There is a good reason to start from Ansible: we should restart it if a change is made.

[evgeni]

Also didn't know if the smart_proxy module from FAM supports unix sockets.

It does not, because requests can't. There is https://github.com/msabramo/requests-unixsocket but I never tried it.

[ekohl]

Next issue:

type=AVC msg=audit(1741889614.482:20207): avc:  denied  { write } for  pid=58362 comm="httpd" name="foreman.sock" dev="tmpfs" ino=2284 scontext=system_u:system_r:httpd_t:s0 tcontext=system_u:object_r:var_run_t:s0 tclass=sock_file permissive=0

We handled this in our foreman-selinux package but that's no longer installed on the host.

[evgeni]

Next issue:

type=AVC msg=audit(1741889614.482:20207): avc:  denied  { write } for  pid=58362 comm="httpd" name="foreman.sock" dev="tmpfs" ino=2284 scontext=system_u:system_r:httpd_t:s0 tcontext=system_u:object_r:var_run_t:s0 tclass=sock_file permissive=0

We handled this in our foreman-selinux package but that's no longer installed on the host.

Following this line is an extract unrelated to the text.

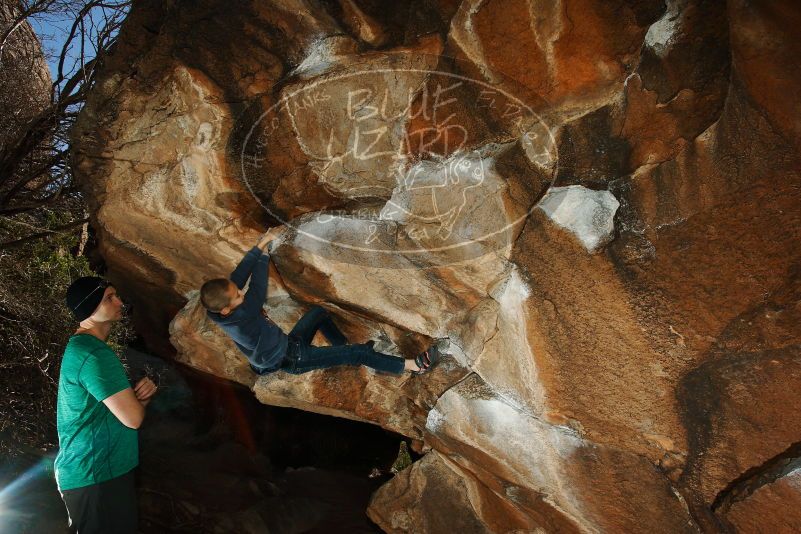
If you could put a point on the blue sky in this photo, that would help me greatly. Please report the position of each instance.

Nothing prevents us from installing it again.

Or we extend/adjust
https://github.com/theforeman/foreman-quadlet/blob/3c0ec9ca701dc196c693f812a265f558c1e3d511/roles/httpd/tasks/main.yml#L9-L13

audit2allow says daemons_enable_cluster_mode could help? -- Edit: tested. nope it does not

[ekohl]

audit2allow says daemons_enable_cluster_mode could help? -- Edit: tested. nope it does not

If you use /run/httpd.* it gets the httpd_var_run_t type and then the boolean does work. Still doesn't feel right, but if it helps move this forward it can be a decent hack.

[ehelms]

@ekohl Would you mind rebasing when you get a moment?

[ehelms]

I'm surprised all three of these are not the role defaults.

[ekohl]

Because they're connected: my thought was that the roles should be dependent and only on the playbook level you can relate them.

[ehelms]

I think what I don't know enough about is why we wouldn't default this to /run/httpd.foreman.sock if our intent is to use systemd sock activation.

[ekohl]

Rebased to resolve conflicts, but I haven't taken this for a spin myself yet.

[ekohl]

Will rebase once #463 is merged.

[pablomh]

Hi @ekohl. Will this be used for inter-container communication or only for activation?

[ekohl]

Just for Apache -> Foreman. Technically that's crossing the host -> container boundary. Other services talk to Foreman via Apache. No services other than Apache will talk to the unix socket.

[ekohl]

Rebased to resolve conflicts now that #463 is merged.

[ehelms]

I think this needs some test fixes, the tests at tests/foreman_test.py:5-6 hardcode:

FOREMAN_HOST = 'localhost'
FOREMAN_PORT = 3000

[ekohl]

I've reduced the scope to just socket activation now, still using the TCP socket. This may already solve the issue IPv6-only has. Then in #593 we can deal with the unix socket.